Currently, the AIM2 inflammasome is exceptional among inflammasomes in that a well-defined ligand has been identified and direct ligand binding has been demonstrated [12]. A second aspect making the AIM2 inflammasome unique is that it provides the first example of inflammasome assembly by proteins outside the NLR family. AIM2 lacks a NACHT domain, which is required for oligomerization of NLRs. Homodimerization or multimerization are widely believed to be essential for the recruitment of ASC, so one can speculate that binding of multiple AIM2 proteins to a single molecule of dsDNA could lead to a process mimicking proximity interactions via domains known for dimerization. This hypothesis is further supported by experiments demonstrating a length dependency for DNA ligands that trigger inflammasome assembly. Short double-stranded DNA fails to activate the AIM2 inflammasome [10]. In addition, it was also reported that p202 can self-associate via a sequence stretch that is conserved among the HIN200 family members [133].
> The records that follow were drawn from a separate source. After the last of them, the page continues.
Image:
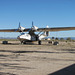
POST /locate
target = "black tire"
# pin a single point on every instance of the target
(39, 42)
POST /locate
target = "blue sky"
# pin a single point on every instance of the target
(54, 13)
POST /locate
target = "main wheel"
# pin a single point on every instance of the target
(39, 42)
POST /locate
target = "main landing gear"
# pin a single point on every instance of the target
(23, 42)
(39, 42)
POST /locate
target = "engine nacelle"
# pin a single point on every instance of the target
(47, 33)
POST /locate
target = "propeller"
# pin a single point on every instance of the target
(20, 28)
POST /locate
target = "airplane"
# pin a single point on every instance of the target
(32, 36)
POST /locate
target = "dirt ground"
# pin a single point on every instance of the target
(45, 59)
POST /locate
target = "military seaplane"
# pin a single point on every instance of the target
(32, 36)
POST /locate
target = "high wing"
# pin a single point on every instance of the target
(39, 29)
(56, 29)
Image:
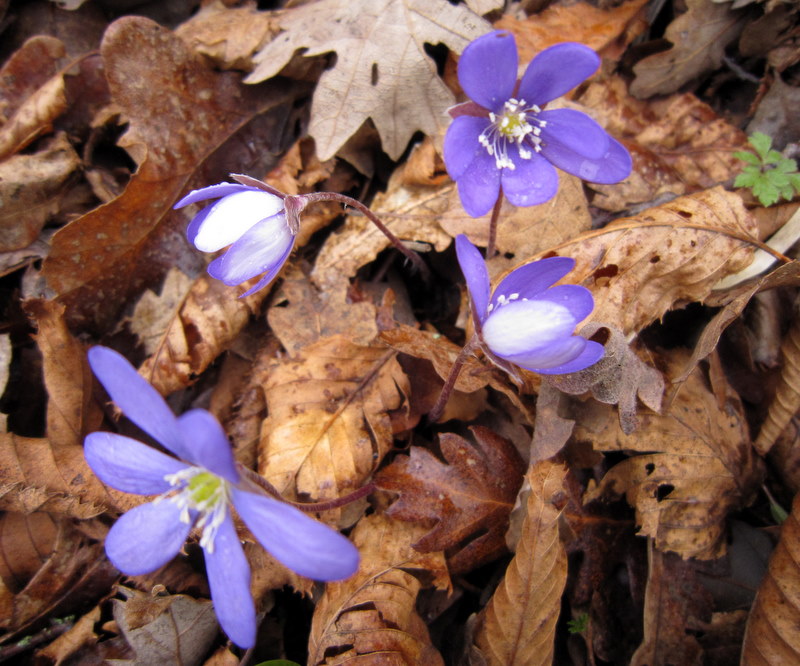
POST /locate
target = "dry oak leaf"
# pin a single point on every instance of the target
(382, 71)
(31, 190)
(518, 625)
(330, 417)
(31, 92)
(98, 261)
(469, 499)
(187, 326)
(691, 466)
(639, 268)
(771, 636)
(371, 617)
(699, 38)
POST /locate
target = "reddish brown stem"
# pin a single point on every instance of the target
(438, 409)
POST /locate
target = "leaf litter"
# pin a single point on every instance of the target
(490, 536)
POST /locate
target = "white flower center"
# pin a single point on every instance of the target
(519, 124)
(204, 493)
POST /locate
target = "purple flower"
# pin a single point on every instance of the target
(198, 493)
(526, 320)
(249, 219)
(504, 137)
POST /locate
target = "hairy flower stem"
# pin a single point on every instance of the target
(490, 249)
(412, 256)
(438, 409)
(310, 507)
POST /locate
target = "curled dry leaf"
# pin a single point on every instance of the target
(381, 71)
(102, 258)
(469, 499)
(699, 38)
(518, 626)
(31, 189)
(695, 463)
(333, 410)
(188, 326)
(771, 636)
(32, 95)
(172, 629)
(372, 615)
(638, 268)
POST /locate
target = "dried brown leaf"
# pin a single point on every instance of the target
(382, 71)
(638, 268)
(519, 624)
(699, 38)
(771, 636)
(329, 422)
(172, 629)
(32, 94)
(695, 463)
(468, 499)
(188, 328)
(371, 616)
(102, 258)
(31, 189)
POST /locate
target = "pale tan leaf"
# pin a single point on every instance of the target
(31, 189)
(638, 268)
(699, 38)
(371, 617)
(188, 329)
(518, 626)
(382, 71)
(329, 422)
(33, 92)
(691, 466)
(771, 636)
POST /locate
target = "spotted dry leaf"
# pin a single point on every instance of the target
(690, 466)
(519, 624)
(372, 616)
(333, 410)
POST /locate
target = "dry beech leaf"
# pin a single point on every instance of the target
(188, 330)
(381, 72)
(409, 211)
(674, 598)
(51, 474)
(371, 617)
(695, 463)
(771, 636)
(330, 417)
(173, 629)
(599, 29)
(31, 189)
(75, 569)
(518, 626)
(102, 258)
(469, 499)
(32, 95)
(638, 268)
(525, 231)
(678, 144)
(228, 35)
(699, 38)
(301, 314)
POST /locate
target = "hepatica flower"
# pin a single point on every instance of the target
(505, 137)
(196, 490)
(249, 219)
(526, 320)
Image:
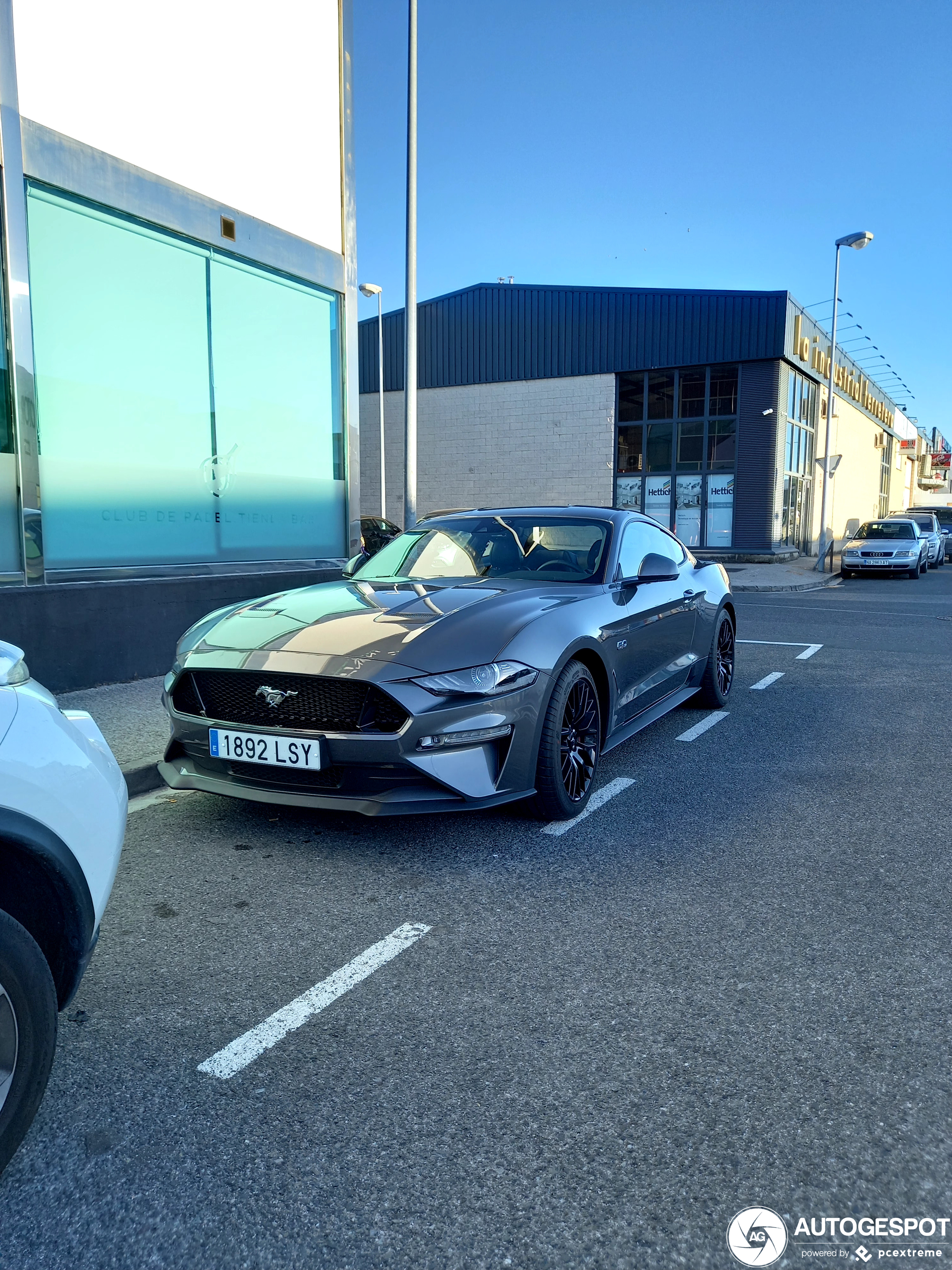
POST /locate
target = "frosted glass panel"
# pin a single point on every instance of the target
(658, 499)
(121, 345)
(276, 413)
(687, 517)
(629, 493)
(720, 511)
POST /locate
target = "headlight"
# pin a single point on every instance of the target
(482, 681)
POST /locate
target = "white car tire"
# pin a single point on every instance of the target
(28, 1019)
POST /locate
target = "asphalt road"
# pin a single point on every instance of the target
(729, 986)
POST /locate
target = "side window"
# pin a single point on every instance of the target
(641, 540)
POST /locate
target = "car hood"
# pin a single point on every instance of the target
(374, 630)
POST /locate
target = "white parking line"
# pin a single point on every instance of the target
(247, 1048)
(693, 733)
(767, 681)
(559, 827)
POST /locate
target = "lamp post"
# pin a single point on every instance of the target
(410, 306)
(371, 289)
(857, 242)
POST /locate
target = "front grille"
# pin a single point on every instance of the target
(313, 702)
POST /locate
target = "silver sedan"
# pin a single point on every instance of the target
(889, 545)
(931, 530)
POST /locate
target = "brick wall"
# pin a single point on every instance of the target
(495, 445)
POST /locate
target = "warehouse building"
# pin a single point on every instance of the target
(705, 409)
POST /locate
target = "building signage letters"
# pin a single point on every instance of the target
(852, 385)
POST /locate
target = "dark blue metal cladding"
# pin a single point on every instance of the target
(494, 333)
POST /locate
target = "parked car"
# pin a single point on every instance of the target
(943, 515)
(930, 529)
(893, 545)
(476, 660)
(63, 820)
(376, 531)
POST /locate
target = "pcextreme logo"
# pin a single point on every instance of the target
(757, 1236)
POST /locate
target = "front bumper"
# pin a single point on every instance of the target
(379, 774)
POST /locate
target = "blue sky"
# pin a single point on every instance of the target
(672, 144)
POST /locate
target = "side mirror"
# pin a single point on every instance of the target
(355, 564)
(657, 568)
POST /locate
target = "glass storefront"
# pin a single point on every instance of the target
(799, 462)
(188, 404)
(677, 450)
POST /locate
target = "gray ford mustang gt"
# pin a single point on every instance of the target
(479, 658)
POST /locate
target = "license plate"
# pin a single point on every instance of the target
(252, 747)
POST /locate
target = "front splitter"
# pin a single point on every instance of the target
(397, 803)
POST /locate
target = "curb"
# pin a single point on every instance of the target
(143, 780)
(795, 586)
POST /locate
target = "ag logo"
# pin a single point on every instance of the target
(757, 1236)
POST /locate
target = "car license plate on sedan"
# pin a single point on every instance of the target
(252, 747)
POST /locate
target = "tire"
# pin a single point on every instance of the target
(569, 747)
(28, 1021)
(719, 673)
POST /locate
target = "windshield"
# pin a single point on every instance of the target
(886, 530)
(536, 548)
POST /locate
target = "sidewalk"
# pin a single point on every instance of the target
(800, 574)
(134, 721)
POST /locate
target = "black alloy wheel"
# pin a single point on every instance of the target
(569, 747)
(27, 1033)
(579, 739)
(719, 673)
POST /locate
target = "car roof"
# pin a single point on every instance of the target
(569, 511)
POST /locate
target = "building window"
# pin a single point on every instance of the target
(660, 397)
(799, 462)
(691, 394)
(689, 432)
(630, 456)
(659, 447)
(885, 470)
(147, 458)
(691, 446)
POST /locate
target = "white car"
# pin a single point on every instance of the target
(63, 820)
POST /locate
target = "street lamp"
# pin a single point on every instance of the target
(857, 242)
(410, 294)
(371, 289)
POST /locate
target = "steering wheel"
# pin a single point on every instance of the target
(560, 564)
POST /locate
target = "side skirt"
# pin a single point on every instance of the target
(648, 717)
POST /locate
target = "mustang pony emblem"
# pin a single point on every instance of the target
(273, 696)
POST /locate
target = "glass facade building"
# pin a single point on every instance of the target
(676, 450)
(190, 403)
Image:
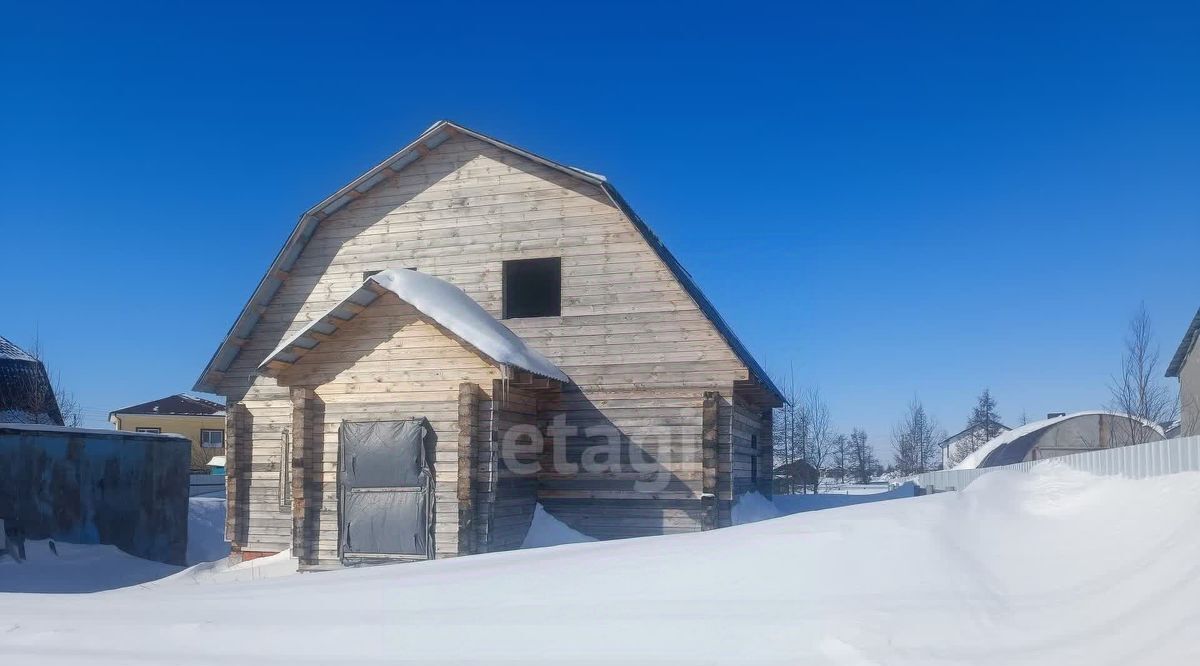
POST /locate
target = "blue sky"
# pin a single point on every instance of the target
(886, 201)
The precise role of HIN200 proteins other than AIM2 in inflammatory responses has not been characterized in detail. Roberts et al. [10] described murine p202 as negatively regulating the AIM2 inflammasome, and caspase-1 cleavage was enhanced after RNAi-mediated knock down of p202. While p202 binds to double-stranded DNA and contains two HIN domains, it lacks a PYD domain, and, due to the missing signal transduction domain, it is not able to recruit the adaptor molecule ASC. Whether this potentially inhibiting mechanism is also operational in response to pathogens needs to be determined, as well as its possible presence in humans, since a human HIN200 protein lacking a pyrin domain has not yet been described.

Concluding remarks

Knowledge about how inflammasomes are regulated and etiologically linked with autoinflammatory disorders and metabolic diseases such as gout or pseudogout has already led to a broadened and successful use of IL-1β-targeting drugs. Studies with the interleukin-1 receptor antagonist anakinra have underscored the potential benefit of new therapies that neutralize inflammasome-induced overwhelming innate immune responses [14]. In general, applying the knowledge of the molecular basis of a disease has often led to a more rational and sophisticated drug design. Despite remarkable progress in the NLR field, there are still numerous aspects of inflammasome activation that need to be understood for drug development. In particular, the upstream mechanisms leading to NLRP3 activation are rather unclear. Other challenging open questions include unraveling the role of poorly characterized NLRPs, such as NLRP2 or NLRP4-14 and the PYD-containing protein pyrin (alternatively named MEFV). No activators have been identified for these proteins, but some were shown to assemble inflammasomes [134, 135]. On the other hand, cytosolic sensors other than NLRPs might induce the assembly of inflammasomes. In analogy to the DNA receptor AIM2, the cytosolic helicase RIG-I was recently shown to initiate ASC-dependent caspase-1 activation in response to cytosolic RNA. Whether this MAVS-independent RIG-I signal transduction requires an additional bridging protein to interact with ASC still needs to be determined [93].

Even as the nature of molecular events leading to the activation of established inflammasomes is becoming more and more evident, their precise role in in vivo settings and disease models and their interplay with other pathways such as TLR signaling still need to be resolved in the future.